By Kevin C. Neece | Published

Rendition of an exoplanet

Astronomers have located a new planet with a density greater than steel. According to ScienceAlert, the exoplanet has strange characteristics that could be the result of a massive collision. At almost twice Earth’s density but slightly smaller in size than Neptune, TOI-1853b seems to have a high-rock composition, making its origin difficult to understand according to the usual paths of planet evolution and formation.

A newly discovered “steel planet” is baffling researchers as it’s denser than Earth.

A steel planet would be strange enough, but Luca Naponiello, a physicist at Italy’s University of Rome Tor Vergata and the University of Bristol in the UK, leads a team that has come to believe the planet used to be the core of a gas planet that experienced an impact that caused its atmosphere to dissipate.

Calling the exoplanet “very surprising,” Jingayao Dou, a physicist at the University of Bristol, says that planets that contain the amount of rock seen in TOI-1853b usually have about the density of water and become gas giants. The team’s work has demonstrated that the planet’s odd characteristics could emerge from a giant collision.

Calling TOI-1853b a steel planet is a bit of a misnomer since its density is higher than that of steel; they say it is likely that a lighter atmosphere was stripped away along with water after an “extremely energetic planet-planet collisions during its formation.”

planet 9 new earth-like planet

As an exoplanet, it is quite rare, existing in a space called the Neptunian desert, where a planet around Neptune’s size orbits its star at a close range. Only around 5,500 exoplanets in this category have been discovered so far, meaning that understanding the rarity of this phenomenon could provide greater insight into how planets are formed and how they develop over time.

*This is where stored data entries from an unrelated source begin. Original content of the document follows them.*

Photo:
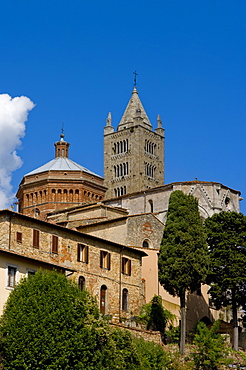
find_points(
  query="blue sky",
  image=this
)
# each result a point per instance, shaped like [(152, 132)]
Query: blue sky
[(75, 61)]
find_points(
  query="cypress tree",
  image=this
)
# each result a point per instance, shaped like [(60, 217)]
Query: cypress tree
[(183, 260), (226, 237)]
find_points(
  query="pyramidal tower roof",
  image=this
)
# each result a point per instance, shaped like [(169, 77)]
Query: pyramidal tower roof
[(134, 111)]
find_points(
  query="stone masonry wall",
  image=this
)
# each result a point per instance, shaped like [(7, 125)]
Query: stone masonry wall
[(95, 276)]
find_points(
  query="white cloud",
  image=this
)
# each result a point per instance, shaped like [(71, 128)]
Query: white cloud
[(13, 115)]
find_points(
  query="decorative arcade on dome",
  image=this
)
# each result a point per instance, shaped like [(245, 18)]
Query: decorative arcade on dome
[(60, 183)]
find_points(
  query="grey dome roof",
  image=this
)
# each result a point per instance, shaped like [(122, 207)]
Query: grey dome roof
[(61, 164)]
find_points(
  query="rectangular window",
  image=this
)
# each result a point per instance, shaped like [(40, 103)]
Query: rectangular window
[(11, 276), (83, 253), (36, 238), (105, 260), (54, 246), (30, 272), (19, 237), (126, 266)]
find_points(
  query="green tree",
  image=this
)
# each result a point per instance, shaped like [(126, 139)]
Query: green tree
[(226, 237), (183, 260), (211, 351), (151, 356), (153, 316), (48, 323)]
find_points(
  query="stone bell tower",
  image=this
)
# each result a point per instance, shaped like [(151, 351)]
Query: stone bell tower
[(134, 154)]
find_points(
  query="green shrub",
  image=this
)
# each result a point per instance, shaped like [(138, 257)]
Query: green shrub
[(211, 351), (151, 356), (153, 316), (48, 323)]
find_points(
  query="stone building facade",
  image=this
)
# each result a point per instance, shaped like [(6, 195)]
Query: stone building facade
[(134, 154), (138, 220), (58, 184), (110, 271), (132, 214)]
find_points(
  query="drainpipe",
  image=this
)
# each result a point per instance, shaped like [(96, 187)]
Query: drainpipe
[(120, 283)]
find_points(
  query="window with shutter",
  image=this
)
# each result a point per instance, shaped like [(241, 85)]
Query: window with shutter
[(125, 300), (19, 237), (83, 253), (126, 266), (12, 271), (54, 244), (105, 258), (36, 238)]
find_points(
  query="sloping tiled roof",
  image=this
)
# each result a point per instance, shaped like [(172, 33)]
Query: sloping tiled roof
[(61, 164)]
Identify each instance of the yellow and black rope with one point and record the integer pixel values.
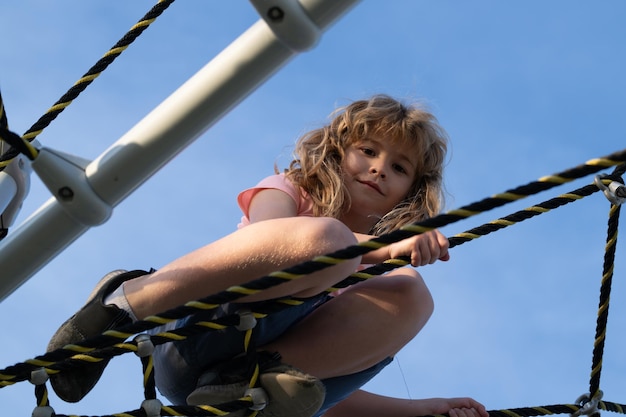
(150, 390)
(605, 296)
(80, 85)
(112, 342)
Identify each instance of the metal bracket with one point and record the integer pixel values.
(65, 177)
(289, 22)
(615, 192)
(14, 187)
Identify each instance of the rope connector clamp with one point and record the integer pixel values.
(615, 192)
(39, 376)
(152, 407)
(588, 406)
(43, 411)
(247, 320)
(145, 347)
(259, 398)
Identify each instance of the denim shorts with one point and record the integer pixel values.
(178, 365)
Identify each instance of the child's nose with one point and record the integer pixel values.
(377, 170)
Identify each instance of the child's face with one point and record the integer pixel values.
(378, 175)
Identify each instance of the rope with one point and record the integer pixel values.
(605, 295)
(80, 85)
(149, 385)
(111, 343)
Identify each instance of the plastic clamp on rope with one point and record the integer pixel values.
(615, 192)
(39, 376)
(259, 398)
(145, 347)
(43, 411)
(247, 320)
(588, 406)
(152, 407)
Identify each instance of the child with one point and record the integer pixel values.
(376, 167)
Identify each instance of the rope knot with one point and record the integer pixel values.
(588, 406)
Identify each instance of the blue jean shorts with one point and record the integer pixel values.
(178, 365)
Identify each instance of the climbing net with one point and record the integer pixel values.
(118, 341)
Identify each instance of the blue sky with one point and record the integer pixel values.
(524, 89)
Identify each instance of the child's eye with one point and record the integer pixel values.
(368, 151)
(399, 168)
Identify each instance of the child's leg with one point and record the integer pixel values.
(369, 322)
(242, 256)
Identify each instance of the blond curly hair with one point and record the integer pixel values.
(318, 154)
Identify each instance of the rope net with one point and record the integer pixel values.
(116, 342)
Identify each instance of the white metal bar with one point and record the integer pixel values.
(167, 130)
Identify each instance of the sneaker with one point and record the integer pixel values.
(91, 320)
(290, 391)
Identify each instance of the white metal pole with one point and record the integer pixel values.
(167, 130)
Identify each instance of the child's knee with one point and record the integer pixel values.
(414, 300)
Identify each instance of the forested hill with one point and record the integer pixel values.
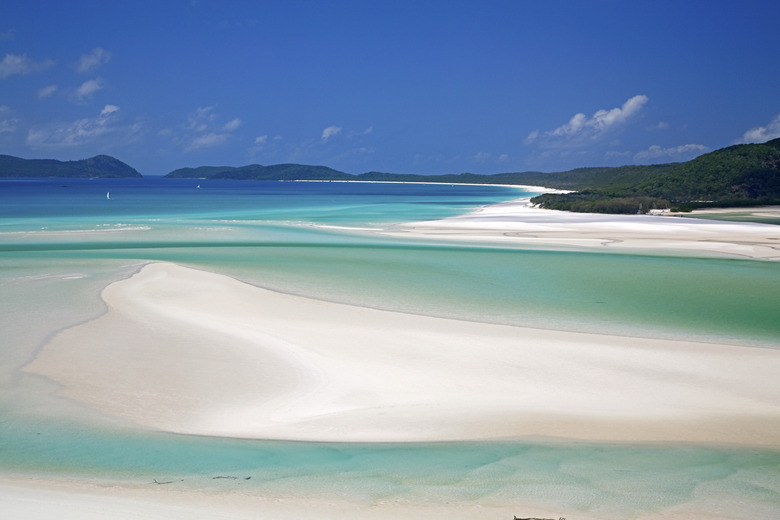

The steel planet is believed to have once been part of a gas giant.

At 3.46 times the radius of Earth, the denser-than-steel planet TOI-1853b is only .42 Earth radii smaller than Neptune but otherwise has next to nothing in common with that planet. Its orange dwarf star is about 20% smaller than our sun, and the exoplanet circles it once every 1.24 of our days. While Neptune’s mass is 17.15 times that of Earth, TOI-1853b is an incredible 73.2 Earth masses, giving it a calculated density of 9.7 grams per cubic centimeter.

For context, consider that steel and iron both have densities of around 7.87 grams per cubic centimeter, while a planet like Neptune has an average density of 1.64 grams per cubic centimeter. Neptune’s more extensive and thicker atmosphere accounts for its much lower density, but the extreme density of TOI-1853b indicates it must contain less atmosphere and more materials of greater density. This odd composition led Naponiello and his team to conduct simulations, through which they sought to uncover clues to TOI-1853b’s origins.

Scientists believe that TOI-1853b, the “steel planet,” is the result of a catastrophic cosmic collision.

According to their research, two already massive and still-forming planets likely collided, causing the ejection of their atmosphere and leaving behind the steel planet. University of Bristol physicist Phil Carter explains that their findings indicate one of the planets would need to be rich in water and sustain an impact in excess of 75 kilometers per second to produce such extreme density. The team, whose research was published in Nature, is planning further work to determine the likelihood of such a collision.